3
votes

In NiFi, I have a cron driven sequence of processors that provides daily a set of flowfiles which contain 2 attributes I am interested in : product_code and publication_date.

My need is to keep only one flowfile per product_code: the one with the most recent publication_date.

Ex:

For this input :

flow_1: product_code: A / publication_date : 2018-01-01
flow_2: product_code: B / publication_date : 2018-01-01
flow_3: product_code: C / publication_date : 2018-01-01
flow_4: product_code: A / publication_date : 2018-04-12
flow_5: product_code: A / publication_date : 2000-12-31
flow_6: product_code: B / publication_date : 2018-02-02
flow_7: product_code: B / publication_date : 2018-03-03

The expected output should be :

flow_3: product_code: C / publication_date : 2018-01-01
flow_4: product_code: A / publication_date : 2018-04-12
flow_7: product_code: B / publication_date : 2018-03-03

The algorithm I tested

  1. Use an UpdateAttribute processor to add an attribute priority to each flowfile, based on the publication_date.
  2. These updated flowfiles are redirected to a PriorityAttributePrioritizer queue.
  3. The flowfiles stay in this queue because there is only one consuming processor, which is cron driven. By this way, I am sure that the flowfiles in the queue are ordered according to the publication_date.
  4. Then the CRON trigger the next processor, a DetectDuplicate based on the product_code attribute.
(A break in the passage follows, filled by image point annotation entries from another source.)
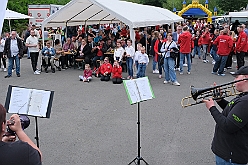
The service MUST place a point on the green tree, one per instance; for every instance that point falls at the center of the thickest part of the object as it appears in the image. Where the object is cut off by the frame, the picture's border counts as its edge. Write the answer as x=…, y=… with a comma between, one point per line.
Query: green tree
x=158, y=3
x=232, y=5
x=21, y=6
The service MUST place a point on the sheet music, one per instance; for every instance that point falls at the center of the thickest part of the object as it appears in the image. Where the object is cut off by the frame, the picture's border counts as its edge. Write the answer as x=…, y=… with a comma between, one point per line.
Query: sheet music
x=132, y=91
x=19, y=100
x=144, y=88
x=39, y=102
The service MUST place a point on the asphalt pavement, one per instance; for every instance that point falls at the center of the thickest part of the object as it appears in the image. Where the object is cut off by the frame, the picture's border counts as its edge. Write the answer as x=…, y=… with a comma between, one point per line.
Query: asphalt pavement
x=94, y=124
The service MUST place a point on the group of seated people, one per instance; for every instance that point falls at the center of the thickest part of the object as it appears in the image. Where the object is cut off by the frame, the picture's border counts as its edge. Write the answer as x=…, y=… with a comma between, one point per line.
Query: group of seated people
x=104, y=72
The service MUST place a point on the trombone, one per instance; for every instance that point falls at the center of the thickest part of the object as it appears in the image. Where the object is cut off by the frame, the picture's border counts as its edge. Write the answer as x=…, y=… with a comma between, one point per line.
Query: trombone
x=216, y=92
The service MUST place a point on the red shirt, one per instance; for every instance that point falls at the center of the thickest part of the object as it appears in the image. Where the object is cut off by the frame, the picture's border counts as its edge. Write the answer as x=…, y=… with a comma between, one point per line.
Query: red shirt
x=106, y=67
x=185, y=42
x=241, y=42
x=205, y=38
x=87, y=73
x=224, y=44
x=116, y=72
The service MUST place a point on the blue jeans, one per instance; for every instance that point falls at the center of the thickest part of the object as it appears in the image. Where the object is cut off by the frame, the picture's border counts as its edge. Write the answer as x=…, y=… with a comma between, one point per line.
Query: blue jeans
x=159, y=66
x=220, y=63
x=198, y=50
x=182, y=57
x=141, y=70
x=220, y=161
x=28, y=53
x=17, y=62
x=137, y=65
x=154, y=63
x=129, y=63
x=169, y=71
x=205, y=51
x=213, y=53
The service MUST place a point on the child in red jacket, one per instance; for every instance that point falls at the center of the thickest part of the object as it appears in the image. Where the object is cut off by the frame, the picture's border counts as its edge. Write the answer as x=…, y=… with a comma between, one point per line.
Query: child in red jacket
x=87, y=74
x=106, y=70
x=116, y=73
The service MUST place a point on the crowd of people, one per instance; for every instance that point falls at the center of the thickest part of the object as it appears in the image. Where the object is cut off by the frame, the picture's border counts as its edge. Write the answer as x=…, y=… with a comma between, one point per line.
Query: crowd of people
x=169, y=50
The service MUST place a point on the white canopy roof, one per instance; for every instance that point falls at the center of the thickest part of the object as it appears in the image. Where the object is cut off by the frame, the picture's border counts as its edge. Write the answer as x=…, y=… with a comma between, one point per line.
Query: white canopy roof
x=78, y=12
x=9, y=14
x=238, y=14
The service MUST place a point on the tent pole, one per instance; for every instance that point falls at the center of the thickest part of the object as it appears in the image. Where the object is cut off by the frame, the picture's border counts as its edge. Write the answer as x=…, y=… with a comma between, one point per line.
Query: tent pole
x=43, y=35
x=9, y=26
x=132, y=36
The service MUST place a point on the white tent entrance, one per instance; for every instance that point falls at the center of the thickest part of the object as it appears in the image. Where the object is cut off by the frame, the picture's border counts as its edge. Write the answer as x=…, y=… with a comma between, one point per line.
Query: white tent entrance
x=82, y=12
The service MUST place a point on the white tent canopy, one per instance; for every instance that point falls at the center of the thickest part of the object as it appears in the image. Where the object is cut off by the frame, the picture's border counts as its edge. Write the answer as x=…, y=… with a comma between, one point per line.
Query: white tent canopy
x=79, y=12
x=9, y=14
x=238, y=14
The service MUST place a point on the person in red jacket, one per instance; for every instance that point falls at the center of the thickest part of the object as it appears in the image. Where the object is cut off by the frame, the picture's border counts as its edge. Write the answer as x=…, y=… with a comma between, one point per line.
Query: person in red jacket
x=205, y=41
x=106, y=70
x=241, y=47
x=185, y=48
x=158, y=55
x=224, y=44
x=116, y=73
x=87, y=77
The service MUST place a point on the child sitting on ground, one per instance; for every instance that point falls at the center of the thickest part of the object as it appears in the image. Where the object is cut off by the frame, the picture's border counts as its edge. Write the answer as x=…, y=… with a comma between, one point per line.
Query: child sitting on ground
x=87, y=74
x=116, y=73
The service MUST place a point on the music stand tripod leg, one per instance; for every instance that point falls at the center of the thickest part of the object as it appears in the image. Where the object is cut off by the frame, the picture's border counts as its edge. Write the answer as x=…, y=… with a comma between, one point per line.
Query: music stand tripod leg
x=138, y=158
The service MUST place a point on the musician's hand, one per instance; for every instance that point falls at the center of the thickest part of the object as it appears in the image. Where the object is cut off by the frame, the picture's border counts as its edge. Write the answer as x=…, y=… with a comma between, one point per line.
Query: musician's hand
x=209, y=103
x=9, y=138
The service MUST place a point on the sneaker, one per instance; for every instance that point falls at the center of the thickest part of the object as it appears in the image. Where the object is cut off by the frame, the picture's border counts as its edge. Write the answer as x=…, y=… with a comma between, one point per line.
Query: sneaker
x=221, y=74
x=155, y=71
x=166, y=82
x=214, y=73
x=36, y=72
x=176, y=83
x=8, y=76
x=81, y=78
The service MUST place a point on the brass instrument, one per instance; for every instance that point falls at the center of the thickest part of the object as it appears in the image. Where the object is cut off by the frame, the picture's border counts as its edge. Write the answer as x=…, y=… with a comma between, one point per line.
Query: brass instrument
x=215, y=92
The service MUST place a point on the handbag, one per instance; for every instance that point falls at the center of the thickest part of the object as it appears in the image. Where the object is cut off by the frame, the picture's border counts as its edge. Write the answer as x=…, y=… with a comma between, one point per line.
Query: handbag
x=161, y=61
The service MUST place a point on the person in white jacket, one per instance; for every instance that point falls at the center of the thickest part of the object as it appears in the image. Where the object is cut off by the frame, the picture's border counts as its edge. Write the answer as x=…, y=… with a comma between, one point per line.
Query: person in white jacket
x=119, y=52
x=130, y=51
x=2, y=43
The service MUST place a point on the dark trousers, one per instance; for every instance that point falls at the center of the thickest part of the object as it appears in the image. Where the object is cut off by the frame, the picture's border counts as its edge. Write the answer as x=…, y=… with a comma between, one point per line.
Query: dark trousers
x=63, y=61
x=3, y=60
x=105, y=78
x=240, y=59
x=229, y=60
x=34, y=58
x=116, y=80
x=97, y=58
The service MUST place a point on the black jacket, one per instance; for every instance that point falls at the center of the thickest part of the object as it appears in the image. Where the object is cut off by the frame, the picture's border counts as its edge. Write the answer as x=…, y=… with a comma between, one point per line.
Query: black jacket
x=230, y=140
x=7, y=46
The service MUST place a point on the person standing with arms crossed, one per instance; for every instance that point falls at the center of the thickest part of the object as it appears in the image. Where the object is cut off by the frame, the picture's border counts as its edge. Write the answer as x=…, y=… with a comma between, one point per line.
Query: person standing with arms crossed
x=231, y=131
x=32, y=44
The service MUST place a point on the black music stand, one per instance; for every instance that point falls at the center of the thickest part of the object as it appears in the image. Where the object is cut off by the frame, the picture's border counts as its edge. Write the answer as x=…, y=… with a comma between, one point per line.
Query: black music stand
x=138, y=159
x=138, y=90
x=21, y=100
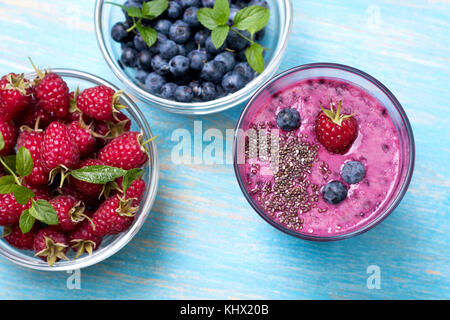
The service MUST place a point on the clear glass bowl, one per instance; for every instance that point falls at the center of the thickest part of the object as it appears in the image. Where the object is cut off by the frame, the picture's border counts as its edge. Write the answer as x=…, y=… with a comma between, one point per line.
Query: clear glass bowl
x=367, y=83
x=110, y=244
x=276, y=38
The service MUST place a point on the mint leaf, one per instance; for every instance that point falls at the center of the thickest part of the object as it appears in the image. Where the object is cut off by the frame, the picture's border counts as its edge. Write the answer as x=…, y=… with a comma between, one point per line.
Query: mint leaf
x=219, y=35
x=207, y=18
x=221, y=11
x=149, y=35
x=24, y=162
x=131, y=11
x=22, y=194
x=252, y=18
x=153, y=9
x=44, y=211
x=98, y=174
x=255, y=58
x=26, y=221
x=129, y=177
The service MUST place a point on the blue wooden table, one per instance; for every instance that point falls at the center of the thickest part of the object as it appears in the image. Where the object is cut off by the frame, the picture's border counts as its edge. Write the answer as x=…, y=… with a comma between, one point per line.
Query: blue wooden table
x=203, y=240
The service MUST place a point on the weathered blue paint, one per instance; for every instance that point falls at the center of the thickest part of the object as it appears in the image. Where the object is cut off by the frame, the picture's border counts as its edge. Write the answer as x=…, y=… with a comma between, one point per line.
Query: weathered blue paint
x=203, y=240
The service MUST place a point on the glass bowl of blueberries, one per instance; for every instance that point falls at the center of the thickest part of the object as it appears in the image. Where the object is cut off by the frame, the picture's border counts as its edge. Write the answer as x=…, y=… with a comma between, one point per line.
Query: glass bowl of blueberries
x=193, y=56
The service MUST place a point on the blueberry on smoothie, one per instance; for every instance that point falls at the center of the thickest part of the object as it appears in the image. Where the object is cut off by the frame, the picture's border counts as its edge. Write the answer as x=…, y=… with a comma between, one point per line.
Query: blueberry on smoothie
x=288, y=119
x=353, y=172
x=334, y=192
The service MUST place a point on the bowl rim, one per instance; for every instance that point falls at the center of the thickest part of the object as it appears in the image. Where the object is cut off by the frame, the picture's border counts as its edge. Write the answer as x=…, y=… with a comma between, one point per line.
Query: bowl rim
x=206, y=107
x=148, y=198
x=405, y=183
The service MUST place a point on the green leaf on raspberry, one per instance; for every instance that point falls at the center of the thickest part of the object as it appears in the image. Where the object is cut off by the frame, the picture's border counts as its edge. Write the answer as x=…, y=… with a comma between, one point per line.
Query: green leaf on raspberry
x=43, y=211
x=26, y=221
x=99, y=174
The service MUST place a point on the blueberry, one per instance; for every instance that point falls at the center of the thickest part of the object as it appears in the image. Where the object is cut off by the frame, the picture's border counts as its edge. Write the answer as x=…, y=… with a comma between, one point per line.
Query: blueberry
x=179, y=31
x=168, y=90
x=168, y=49
x=139, y=43
x=184, y=94
x=145, y=60
x=353, y=172
x=334, y=192
x=228, y=60
x=174, y=10
x=179, y=65
x=160, y=65
x=213, y=71
x=154, y=82
x=163, y=26
x=141, y=75
x=197, y=58
x=208, y=91
x=245, y=70
x=288, y=119
x=129, y=57
x=190, y=17
x=233, y=81
x=119, y=32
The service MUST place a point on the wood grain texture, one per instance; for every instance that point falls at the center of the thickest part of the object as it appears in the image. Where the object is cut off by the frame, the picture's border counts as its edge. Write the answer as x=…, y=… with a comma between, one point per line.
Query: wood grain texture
x=203, y=240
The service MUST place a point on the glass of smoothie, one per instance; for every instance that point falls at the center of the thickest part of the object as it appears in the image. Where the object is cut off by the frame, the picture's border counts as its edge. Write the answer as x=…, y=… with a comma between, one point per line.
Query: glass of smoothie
x=323, y=152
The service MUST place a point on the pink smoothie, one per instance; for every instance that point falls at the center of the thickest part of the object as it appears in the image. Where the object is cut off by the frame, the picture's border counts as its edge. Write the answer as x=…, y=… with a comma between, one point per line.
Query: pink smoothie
x=376, y=146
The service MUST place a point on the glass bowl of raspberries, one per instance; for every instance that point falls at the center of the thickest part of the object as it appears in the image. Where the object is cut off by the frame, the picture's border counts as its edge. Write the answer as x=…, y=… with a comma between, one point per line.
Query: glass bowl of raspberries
x=193, y=56
x=79, y=169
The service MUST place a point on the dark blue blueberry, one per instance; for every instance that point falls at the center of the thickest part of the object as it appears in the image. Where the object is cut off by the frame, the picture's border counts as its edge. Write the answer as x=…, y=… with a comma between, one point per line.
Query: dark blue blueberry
x=129, y=57
x=174, y=10
x=233, y=81
x=184, y=94
x=163, y=26
x=236, y=42
x=179, y=65
x=288, y=119
x=190, y=17
x=141, y=75
x=334, y=192
x=168, y=49
x=213, y=71
x=119, y=32
x=208, y=91
x=179, y=31
x=228, y=60
x=353, y=172
x=168, y=90
x=197, y=59
x=160, y=65
x=145, y=60
x=154, y=82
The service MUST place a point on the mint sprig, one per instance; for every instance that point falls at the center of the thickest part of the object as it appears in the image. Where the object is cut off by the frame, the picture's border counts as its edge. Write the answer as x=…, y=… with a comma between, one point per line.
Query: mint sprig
x=150, y=10
x=252, y=19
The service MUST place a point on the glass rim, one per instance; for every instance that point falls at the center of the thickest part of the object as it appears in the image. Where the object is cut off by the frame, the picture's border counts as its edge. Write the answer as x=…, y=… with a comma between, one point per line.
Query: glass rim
x=146, y=205
x=206, y=107
x=405, y=183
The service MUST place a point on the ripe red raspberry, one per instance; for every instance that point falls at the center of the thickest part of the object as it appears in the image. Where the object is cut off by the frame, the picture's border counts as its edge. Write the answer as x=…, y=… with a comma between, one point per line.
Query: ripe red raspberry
x=19, y=240
x=14, y=95
x=52, y=94
x=50, y=245
x=81, y=135
x=70, y=212
x=32, y=140
x=125, y=151
x=58, y=149
x=83, y=240
x=334, y=131
x=9, y=133
x=100, y=102
x=115, y=215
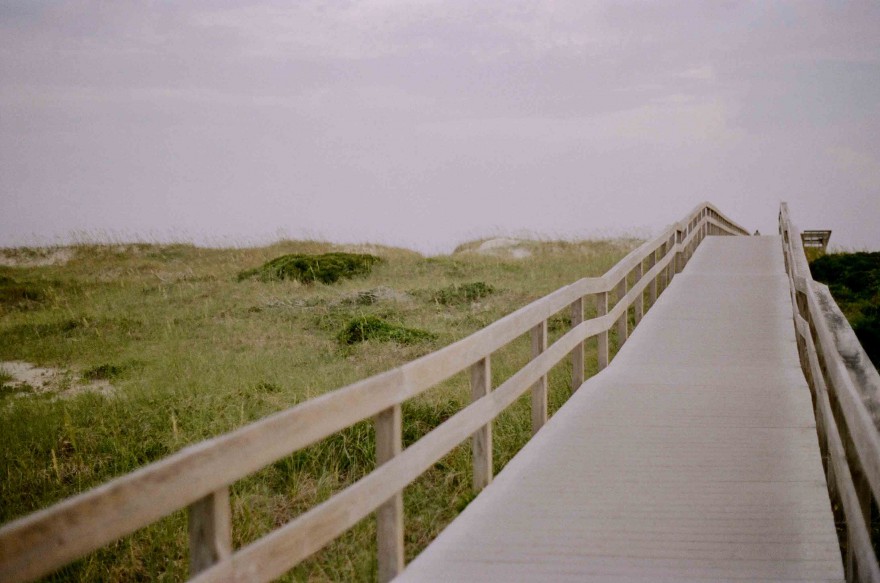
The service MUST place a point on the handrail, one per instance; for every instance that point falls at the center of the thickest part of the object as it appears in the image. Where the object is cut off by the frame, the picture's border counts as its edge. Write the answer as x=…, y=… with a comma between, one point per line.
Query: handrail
x=844, y=384
x=198, y=477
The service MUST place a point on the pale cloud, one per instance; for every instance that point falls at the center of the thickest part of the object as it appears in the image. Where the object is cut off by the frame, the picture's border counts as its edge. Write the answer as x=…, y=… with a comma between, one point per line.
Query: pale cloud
x=428, y=120
x=702, y=73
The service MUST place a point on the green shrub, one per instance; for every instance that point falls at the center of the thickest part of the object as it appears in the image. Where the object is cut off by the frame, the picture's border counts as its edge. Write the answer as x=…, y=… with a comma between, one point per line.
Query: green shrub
x=854, y=281
x=365, y=328
x=103, y=372
x=326, y=268
x=464, y=293
x=19, y=295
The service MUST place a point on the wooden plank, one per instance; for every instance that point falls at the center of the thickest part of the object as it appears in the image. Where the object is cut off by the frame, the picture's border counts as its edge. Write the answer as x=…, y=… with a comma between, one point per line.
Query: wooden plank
x=640, y=301
x=274, y=554
x=389, y=516
x=862, y=431
x=662, y=496
x=481, y=442
x=210, y=531
x=35, y=545
x=602, y=338
x=860, y=552
x=623, y=322
x=577, y=355
x=539, y=389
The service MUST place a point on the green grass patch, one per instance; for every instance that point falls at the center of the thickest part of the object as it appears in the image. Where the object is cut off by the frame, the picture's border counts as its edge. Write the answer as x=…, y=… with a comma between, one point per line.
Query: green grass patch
x=464, y=293
x=854, y=281
x=193, y=354
x=326, y=268
x=363, y=328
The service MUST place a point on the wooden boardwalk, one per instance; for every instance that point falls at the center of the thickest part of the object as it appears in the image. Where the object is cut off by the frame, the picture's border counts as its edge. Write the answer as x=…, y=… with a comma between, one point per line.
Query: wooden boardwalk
x=693, y=457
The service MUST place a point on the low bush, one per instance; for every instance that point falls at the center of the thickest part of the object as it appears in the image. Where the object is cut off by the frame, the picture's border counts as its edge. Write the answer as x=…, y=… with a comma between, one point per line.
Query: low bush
x=365, y=328
x=854, y=281
x=326, y=268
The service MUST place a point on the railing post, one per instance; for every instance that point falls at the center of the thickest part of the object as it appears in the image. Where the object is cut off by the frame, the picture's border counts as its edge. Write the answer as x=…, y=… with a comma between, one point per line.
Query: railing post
x=577, y=355
x=210, y=531
x=623, y=323
x=679, y=255
x=539, y=389
x=602, y=337
x=389, y=516
x=481, y=443
x=663, y=276
x=640, y=302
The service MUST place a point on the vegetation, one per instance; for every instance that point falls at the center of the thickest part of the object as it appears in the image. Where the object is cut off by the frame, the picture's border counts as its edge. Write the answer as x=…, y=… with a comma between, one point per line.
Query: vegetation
x=854, y=281
x=325, y=268
x=192, y=353
x=365, y=328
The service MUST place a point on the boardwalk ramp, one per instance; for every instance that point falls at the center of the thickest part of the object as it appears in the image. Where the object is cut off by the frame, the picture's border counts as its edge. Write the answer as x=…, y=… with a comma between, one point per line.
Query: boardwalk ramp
x=692, y=457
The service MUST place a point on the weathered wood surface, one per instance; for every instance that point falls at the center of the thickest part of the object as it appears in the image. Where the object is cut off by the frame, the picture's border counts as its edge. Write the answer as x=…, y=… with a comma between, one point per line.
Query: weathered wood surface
x=693, y=456
x=846, y=393
x=39, y=543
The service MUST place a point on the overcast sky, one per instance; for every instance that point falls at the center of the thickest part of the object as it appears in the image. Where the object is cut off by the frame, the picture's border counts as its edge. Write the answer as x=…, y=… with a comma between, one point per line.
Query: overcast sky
x=427, y=123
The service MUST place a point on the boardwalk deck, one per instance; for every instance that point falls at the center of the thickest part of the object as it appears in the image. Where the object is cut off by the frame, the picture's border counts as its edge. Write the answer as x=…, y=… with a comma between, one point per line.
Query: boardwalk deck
x=693, y=456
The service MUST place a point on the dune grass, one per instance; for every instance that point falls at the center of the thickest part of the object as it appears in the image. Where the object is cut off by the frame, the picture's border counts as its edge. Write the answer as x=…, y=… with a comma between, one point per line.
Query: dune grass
x=193, y=352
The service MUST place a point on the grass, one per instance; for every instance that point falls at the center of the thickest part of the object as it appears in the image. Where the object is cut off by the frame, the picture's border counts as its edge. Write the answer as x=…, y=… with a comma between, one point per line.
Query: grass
x=193, y=353
x=364, y=328
x=854, y=281
x=323, y=268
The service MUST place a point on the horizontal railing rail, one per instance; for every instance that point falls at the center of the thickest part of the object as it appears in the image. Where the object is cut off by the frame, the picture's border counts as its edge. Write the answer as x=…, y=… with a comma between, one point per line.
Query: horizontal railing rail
x=198, y=477
x=846, y=396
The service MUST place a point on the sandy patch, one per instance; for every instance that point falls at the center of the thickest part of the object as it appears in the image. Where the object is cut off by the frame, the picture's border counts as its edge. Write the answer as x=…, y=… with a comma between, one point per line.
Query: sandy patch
x=505, y=247
x=35, y=380
x=39, y=257
x=365, y=249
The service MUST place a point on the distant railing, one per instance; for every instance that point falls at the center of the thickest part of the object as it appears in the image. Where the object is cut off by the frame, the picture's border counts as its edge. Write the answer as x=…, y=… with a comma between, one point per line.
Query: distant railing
x=198, y=477
x=846, y=396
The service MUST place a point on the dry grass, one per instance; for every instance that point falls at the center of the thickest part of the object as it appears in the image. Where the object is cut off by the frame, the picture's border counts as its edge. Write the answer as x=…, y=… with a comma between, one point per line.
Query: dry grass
x=194, y=353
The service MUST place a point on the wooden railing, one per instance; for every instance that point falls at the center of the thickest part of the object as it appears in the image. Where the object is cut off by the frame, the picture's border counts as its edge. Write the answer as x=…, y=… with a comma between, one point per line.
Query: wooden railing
x=846, y=397
x=198, y=477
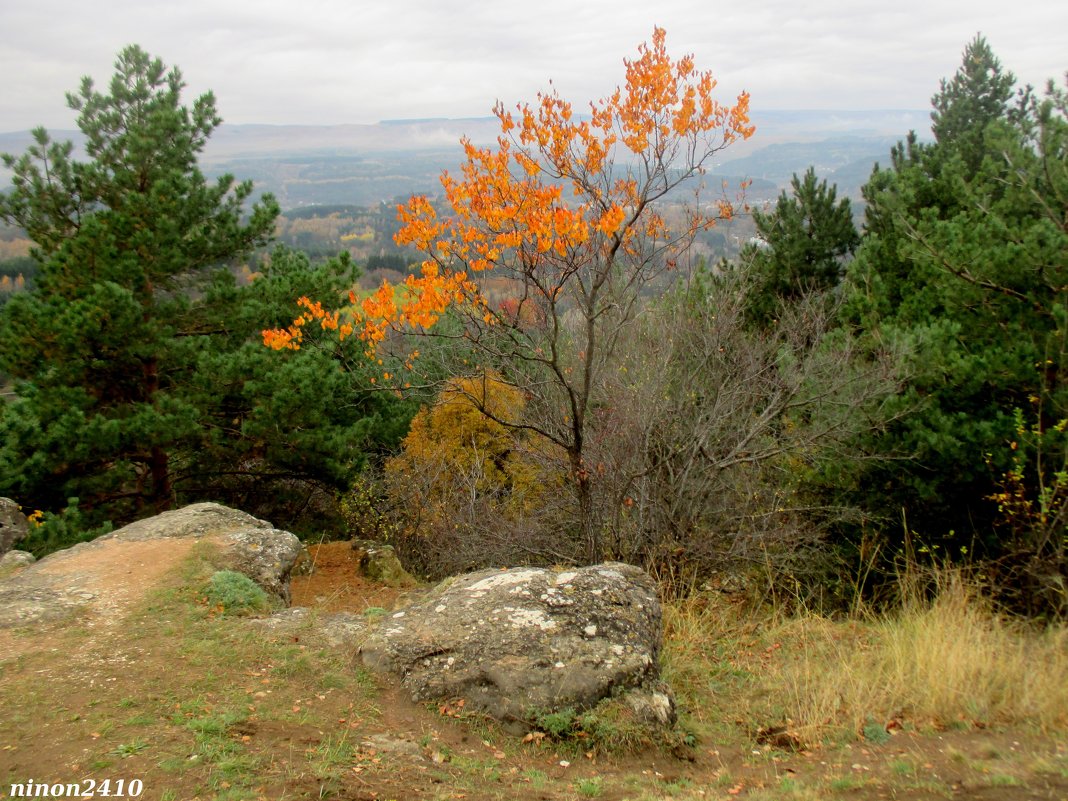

As the flowfiles are processed from the most recent item to the oldest one, I am sure that when a product_code is detected as duplicate, it is because the same product_code was already OK with a more recent publication_date.

The issue

Sadly, when the cron triggers the DetectDuplicate processor, only one message is consumed, and the others stay in the queue.

If I change the "Scheduling strategy" to "Timer driven" with a "Run schedule" of 0, all my flowfiles are consumed and the output is what is expected.

Is there a way to ask my DetectDuplicate processor to consume all the messages in the queue when it starts to work (and not only one message)?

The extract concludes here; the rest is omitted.